How can you be so presumptuous? I really should have let you stay in ignorance and denial but it goes against my principles.
It was a step by step process because you failed to extrapolate my ideas to the full solution. It's partially on me for not explaining them well enough.
I see. Your principles involve writing an article misrepresenting what this article claims trying to make fun of me for the crime of........ shuffles card..... asking for feedback.
You're obviously heavily invested in this. No one likes being disproven, especially with something they're proud of making. But please reconsider your attitude against someone that is trying to help.
You got humbled by technology and facts. I think my article served it's purpose.
Your article proved this measure accomplishes what it was designed to do.
I'm even tired of repeating the phrase "with enough time and effort". And voi la. It took an ego-hurt engineer half a dozen hours to do something that could work, with guidance and disregarding the other measures in place. It is sufficiently secured against our employees.
Not if they see my article 😏 don't tell them.
I am skeptical they could even if they did read. You made lots of jumps based on knowledge assumptions (things you don't know if other people know).

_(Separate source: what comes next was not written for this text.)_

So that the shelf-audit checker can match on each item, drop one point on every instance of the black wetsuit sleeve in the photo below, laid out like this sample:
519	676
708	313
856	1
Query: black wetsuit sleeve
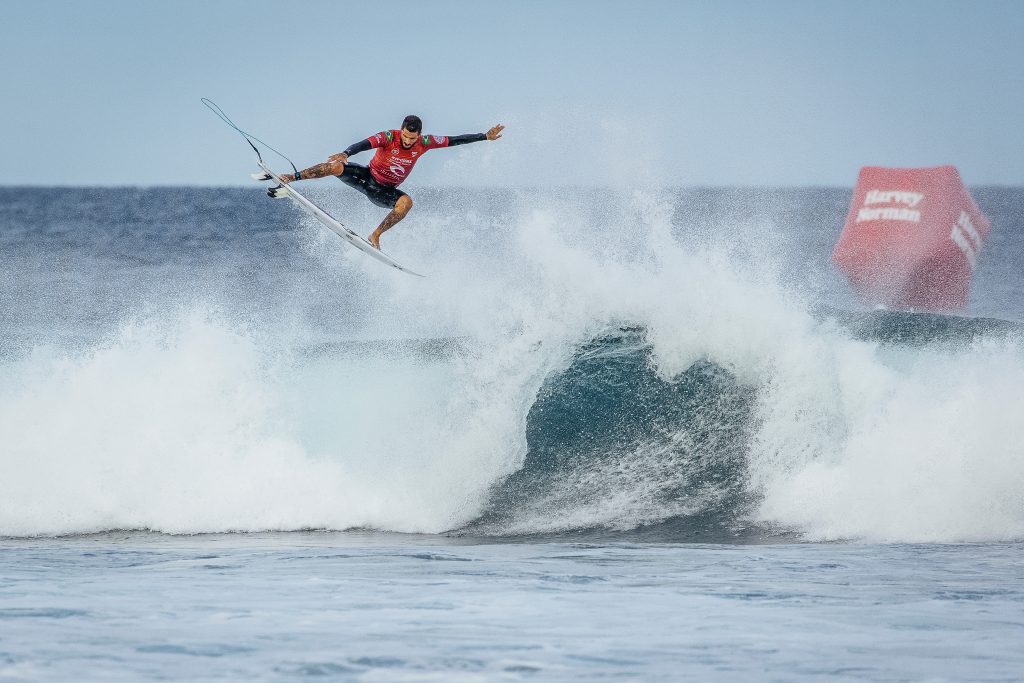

That's probably the whole reason you naively said it was trivial, several hours before actually managing to do it.
As someone else pointed out, this is just security through obscurity at this point.
Putting a padlock in your locker is not obscurity just because a skilled attacker can pick it open if given enough time.
As I responsed to that person, obscurity would be changing the name of the "isAdmin" property to "dhASDuhVNAS132" trying to conceal what it does. So implementing something like Fractal as a security measure would be obscurity.
But OK. Thank you.
Point is you already have a padlock. What you did was to paint "TSA Certified" on it hoping nobody would be attempt to pick it.